In autumn 2017, #Metoo began trending on social media networks. Across Facebook, Twitter and Instagram, women were posting, tweeting and sharing about their experiences of sexual violence.
In the wake of that movement, the spotlight has been on challenging the beliefs, behaviours and social norms that enable and excuse a predatory culture and the actions it encourages.
No part of society has been left untouched. Sadly, it is inevitable that many students will face challenging situations themselves – even in school.
It’s therefore essential that we begin to teach students about consent in our schools and learning environments. By furnishing young people with the right strategies and knowledge, they will be empowered with the confidence to speak out against wrongdoing. Moreover, they will know how to act when they are in a dangerous or uncomfortable situation themselves.
A note on this content
Please always take into account your cultural situation when approaching topics like these in the classroom. Depending on where you are in the world, bringing up issues around sexual consent may need parental or school approval. While we always stand by our words, we understand political and religious situations can be complex and we never, ever want to put educators at risk.
With that in mind, if appropriate for your classroom, here is some guidance on how to teach consent at different ages, and how to create a classroom environment that is respectful of body autonomy.

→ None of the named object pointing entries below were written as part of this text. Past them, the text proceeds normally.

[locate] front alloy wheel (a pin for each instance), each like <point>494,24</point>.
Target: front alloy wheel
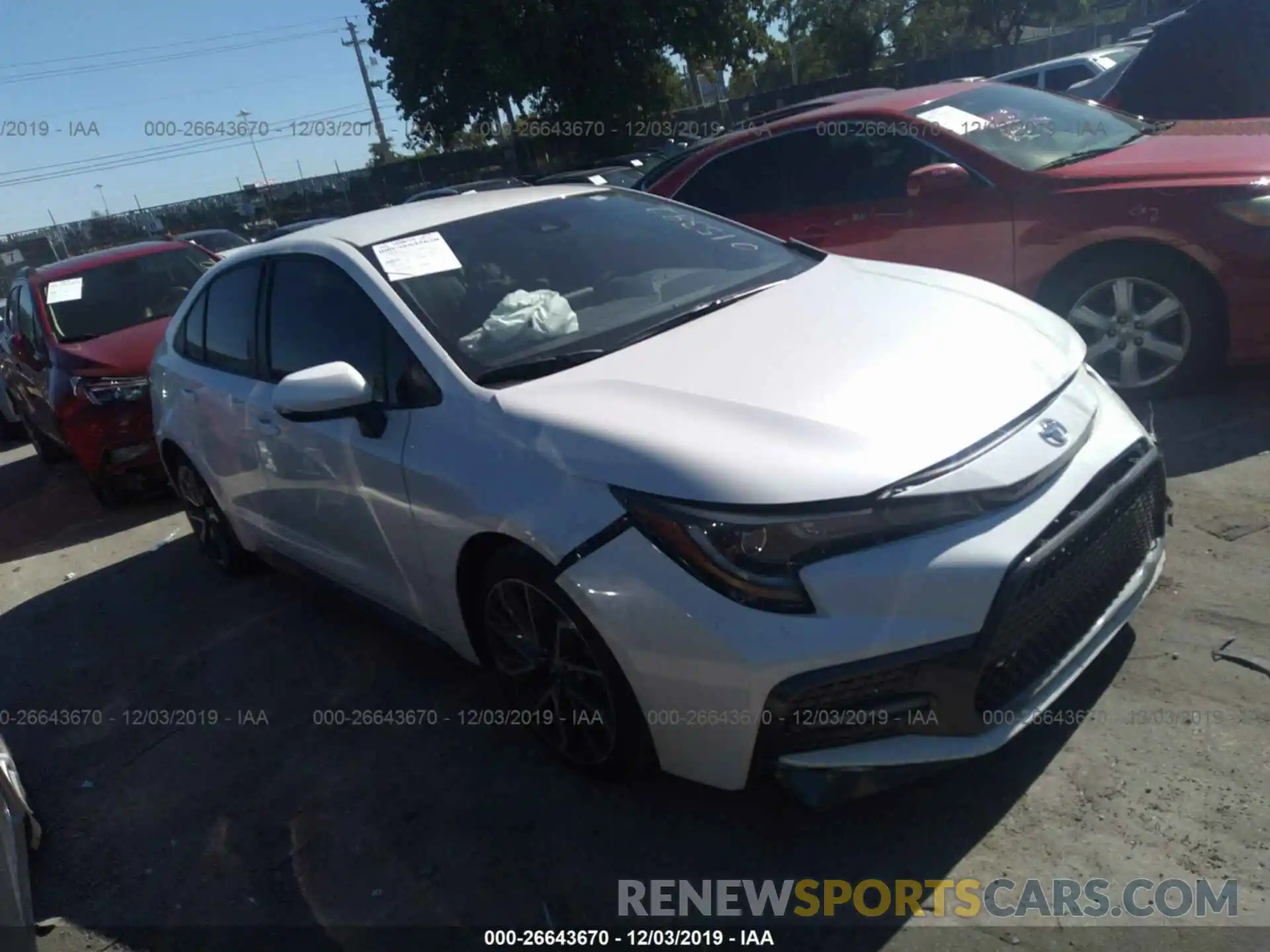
<point>536,647</point>
<point>212,532</point>
<point>1138,333</point>
<point>558,670</point>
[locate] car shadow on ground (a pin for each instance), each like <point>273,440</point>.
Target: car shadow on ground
<point>1226,424</point>
<point>270,818</point>
<point>46,508</point>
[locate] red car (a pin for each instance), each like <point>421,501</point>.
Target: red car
<point>81,333</point>
<point>1152,239</point>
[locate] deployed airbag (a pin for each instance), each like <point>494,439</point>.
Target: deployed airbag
<point>523,317</point>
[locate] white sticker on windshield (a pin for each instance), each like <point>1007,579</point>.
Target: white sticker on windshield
<point>69,290</point>
<point>956,121</point>
<point>417,255</point>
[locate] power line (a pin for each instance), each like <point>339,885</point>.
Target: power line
<point>276,80</point>
<point>171,58</point>
<point>175,42</point>
<point>125,160</point>
<point>173,146</point>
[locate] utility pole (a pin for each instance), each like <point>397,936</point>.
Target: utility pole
<point>366,81</point>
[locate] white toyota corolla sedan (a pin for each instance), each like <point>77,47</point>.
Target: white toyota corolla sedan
<point>705,499</point>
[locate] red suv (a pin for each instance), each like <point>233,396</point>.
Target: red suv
<point>81,333</point>
<point>1152,239</point>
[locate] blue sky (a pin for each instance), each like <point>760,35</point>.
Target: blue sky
<point>63,66</point>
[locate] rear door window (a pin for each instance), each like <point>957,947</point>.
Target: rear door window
<point>190,342</point>
<point>1064,78</point>
<point>746,180</point>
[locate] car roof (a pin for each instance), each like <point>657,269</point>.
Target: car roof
<point>599,171</point>
<point>385,223</point>
<point>1066,60</point>
<point>896,100</point>
<point>206,231</point>
<point>95,259</point>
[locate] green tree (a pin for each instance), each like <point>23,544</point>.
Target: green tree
<point>1003,20</point>
<point>452,65</point>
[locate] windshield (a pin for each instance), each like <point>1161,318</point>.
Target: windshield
<point>216,240</point>
<point>1029,128</point>
<point>583,272</point>
<point>122,294</point>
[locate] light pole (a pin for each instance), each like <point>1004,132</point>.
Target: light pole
<point>243,114</point>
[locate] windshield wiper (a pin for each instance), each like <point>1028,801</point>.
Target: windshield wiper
<point>538,367</point>
<point>1090,153</point>
<point>550,364</point>
<point>693,314</point>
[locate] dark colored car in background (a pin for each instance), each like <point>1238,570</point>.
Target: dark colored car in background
<point>1150,239</point>
<point>1212,61</point>
<point>294,227</point>
<point>461,190</point>
<point>77,371</point>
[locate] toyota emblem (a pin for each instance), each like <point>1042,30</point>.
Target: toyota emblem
<point>1053,433</point>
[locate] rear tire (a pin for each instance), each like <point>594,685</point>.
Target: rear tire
<point>107,494</point>
<point>50,454</point>
<point>553,662</point>
<point>212,531</point>
<point>1154,325</point>
<point>12,432</point>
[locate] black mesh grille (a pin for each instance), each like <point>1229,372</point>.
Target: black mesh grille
<point>855,692</point>
<point>1064,596</point>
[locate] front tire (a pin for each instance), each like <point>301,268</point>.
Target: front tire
<point>556,666</point>
<point>1152,325</point>
<point>212,531</point>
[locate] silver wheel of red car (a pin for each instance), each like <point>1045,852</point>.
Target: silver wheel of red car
<point>1138,332</point>
<point>1154,320</point>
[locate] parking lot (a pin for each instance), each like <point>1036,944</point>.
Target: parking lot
<point>269,819</point>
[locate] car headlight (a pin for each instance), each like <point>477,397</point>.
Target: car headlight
<point>110,390</point>
<point>756,557</point>
<point>1254,211</point>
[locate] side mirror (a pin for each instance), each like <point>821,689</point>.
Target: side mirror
<point>329,391</point>
<point>939,179</point>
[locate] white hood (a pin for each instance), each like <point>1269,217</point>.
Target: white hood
<point>836,383</point>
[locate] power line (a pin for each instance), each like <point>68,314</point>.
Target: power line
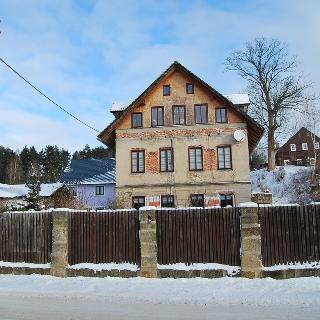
<point>52,101</point>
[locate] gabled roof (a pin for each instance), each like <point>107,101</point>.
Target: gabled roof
<point>238,98</point>
<point>235,98</point>
<point>255,131</point>
<point>90,171</point>
<point>20,190</point>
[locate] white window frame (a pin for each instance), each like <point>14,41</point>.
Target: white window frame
<point>100,187</point>
<point>293,147</point>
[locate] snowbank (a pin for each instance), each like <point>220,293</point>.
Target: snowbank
<point>105,266</point>
<point>200,266</point>
<point>24,265</point>
<point>288,184</point>
<point>291,266</point>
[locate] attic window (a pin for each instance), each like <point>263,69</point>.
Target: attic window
<point>221,115</point>
<point>136,120</point>
<point>189,88</point>
<point>293,147</point>
<point>166,90</point>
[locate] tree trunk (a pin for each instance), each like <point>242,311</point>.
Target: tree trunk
<point>271,150</point>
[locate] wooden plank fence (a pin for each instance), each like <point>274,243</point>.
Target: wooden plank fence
<point>104,237</point>
<point>26,236</point>
<point>290,234</point>
<point>198,236</point>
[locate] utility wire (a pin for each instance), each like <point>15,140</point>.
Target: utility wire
<point>39,91</point>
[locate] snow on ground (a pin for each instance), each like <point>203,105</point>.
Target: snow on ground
<point>288,184</point>
<point>258,292</point>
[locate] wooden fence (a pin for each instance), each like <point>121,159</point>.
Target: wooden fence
<point>104,237</point>
<point>290,234</point>
<point>26,237</point>
<point>198,236</point>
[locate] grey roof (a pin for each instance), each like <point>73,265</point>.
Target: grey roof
<point>90,171</point>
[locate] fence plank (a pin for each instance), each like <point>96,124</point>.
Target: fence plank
<point>198,236</point>
<point>296,237</point>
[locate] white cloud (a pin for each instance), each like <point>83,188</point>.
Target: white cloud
<point>86,59</point>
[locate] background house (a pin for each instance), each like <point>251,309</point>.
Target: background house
<point>301,149</point>
<point>12,196</point>
<point>92,182</point>
<point>176,144</point>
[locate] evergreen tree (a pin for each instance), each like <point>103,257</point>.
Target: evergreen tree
<point>34,186</point>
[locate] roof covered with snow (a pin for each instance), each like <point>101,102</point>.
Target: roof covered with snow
<point>20,190</point>
<point>90,171</point>
<point>238,98</point>
<point>119,106</point>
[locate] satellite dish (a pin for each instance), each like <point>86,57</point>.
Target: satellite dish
<point>239,135</point>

Teaching consent to primary children
Teaching children about consent goes beyond the context of sex and relationships. Consent is about each person’s right to their own body. And a robust understanding of consent is a factor in both the prevention and recognition of child sex exploitation (CSE).
We can start teaching children about physical boundaries as soon as they can understand language. Teaching children how to share, how to take turns, and how to ask before touching each other, all form a solid foundation to help them understand the concept of consent and body autonomy.

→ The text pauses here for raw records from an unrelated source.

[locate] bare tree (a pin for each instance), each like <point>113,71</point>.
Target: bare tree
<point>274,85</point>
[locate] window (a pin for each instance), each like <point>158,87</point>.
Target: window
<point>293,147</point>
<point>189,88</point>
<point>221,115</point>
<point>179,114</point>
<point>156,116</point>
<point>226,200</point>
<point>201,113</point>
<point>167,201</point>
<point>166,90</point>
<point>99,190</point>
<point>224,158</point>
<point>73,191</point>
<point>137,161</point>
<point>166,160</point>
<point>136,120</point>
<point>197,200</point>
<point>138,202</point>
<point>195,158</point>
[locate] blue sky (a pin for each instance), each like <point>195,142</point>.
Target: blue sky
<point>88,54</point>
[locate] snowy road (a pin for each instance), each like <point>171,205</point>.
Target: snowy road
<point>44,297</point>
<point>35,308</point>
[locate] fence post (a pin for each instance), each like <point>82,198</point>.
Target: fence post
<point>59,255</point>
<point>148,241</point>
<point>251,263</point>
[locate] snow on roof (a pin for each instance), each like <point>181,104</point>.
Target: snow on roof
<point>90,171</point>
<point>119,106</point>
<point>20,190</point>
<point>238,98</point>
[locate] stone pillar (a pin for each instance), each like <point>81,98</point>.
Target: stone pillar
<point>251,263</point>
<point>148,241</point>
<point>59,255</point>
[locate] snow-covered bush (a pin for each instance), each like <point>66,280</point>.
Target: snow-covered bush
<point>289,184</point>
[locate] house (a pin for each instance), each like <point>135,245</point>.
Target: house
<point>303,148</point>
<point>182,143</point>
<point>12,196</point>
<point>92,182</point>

At this age, you can talk about consent in non-sexual situations, like tickling, playing a game, or giving hugs. Books and songs can provide good teaching moments about physical boundaries. Give children the language they need to both withhold their consent – “I don’t want a hug right now” and seek others’ consent – “Can I hold your hand?” Provide them with alternative ways to show approval and affection, like high fives or thumbs up.
Another important way to uphold body autonomy is to believe children when they talk about their bodies. Sometimes students might use a stomach ache as an excuse to get out of class, or say they need to visit the bathroom repeatedly, and this can be challenging to handle. But responses like, “You don’t need to go,” can undermine children’s confidence in talking about their bodies openly and honestly.
Teach your students body literacy. Using the correct words for all body parts is an important part of CSE prevention. Children should also be familiar with The Underwear Rule – that nobody should touch them on the parts of their body covered by their underwear. You can download Kiko and the Hand, a book to share with your class. And Consent for Kids is a good video resource for slightly older students who have some awareness of sex and sexuality.
Teaching consent to secondary students
When it comes to secondary education, students will be hearing about sex from their peers, possibly forming their own romantic relationships, and also be going through puberty. That makes it a key time to talk openly about relationships – and the importance of consent and communication. It’s also important that students know that you are a trusted adult who will talk to them openly. That way, they can come to you with questions or issues about sex or about their bodies.
Part of being that trusted adult is intervening and modelling respectful behaviour. But it can be hard to know what to say on the spot. So it’s good to have a script prepared. That way, instead of ignoring any teasing, you can address it with something direct. For example:
“In this classroom we respect each other and everyone’s bodies are different. Teasing people isn’t kind.”
Consent should be taught in the context of relationships and communication (both online and in real life). This is another opportunity to develop a script so that students have phrases to fall back on in uncomfortable situations.
It’s important to teach your students to check for consent with other people, as well as empower them to refuse consent on their own behalf.
You can start defining what sexual harassment is, by getting your students to talk through different scenarios – talking to a classmate at a party, for example, or being approached by someone on public transport. They can then brainstorm what characters could say to one another. Talk about non-verbal cues where people express discomfort, like facial expressions and body language.
Here, you can show students how to intervene to support one another in asserting their bodily autonomy when harassment happens in a public place like school or a park. It’s also a chance to explicitly state what is legally defined as sexual harassment or assault.
Finally, it’s important to teach consent and bodily autonomy in an intersectional way. That means being aware of the ways that different students can experience unwanted interactions. For example, Black students often experience unwanted hair touching. Trans students are often asked intrusive questions about their bodies. Use these situations to reinforce how to set and respect boundaries.
You can teach consent across the curriculum, from history to literature. Books are a powerful way to educate students about consent. After #MeToo: Educators Seek Strategies To Teach Students About Consent has a list of books, which are appropriate for different ages, and good to have in your classroom and school library for further reading. Teaching students about consent is the most effective when it is a cornerstone of their education, not a one-off class.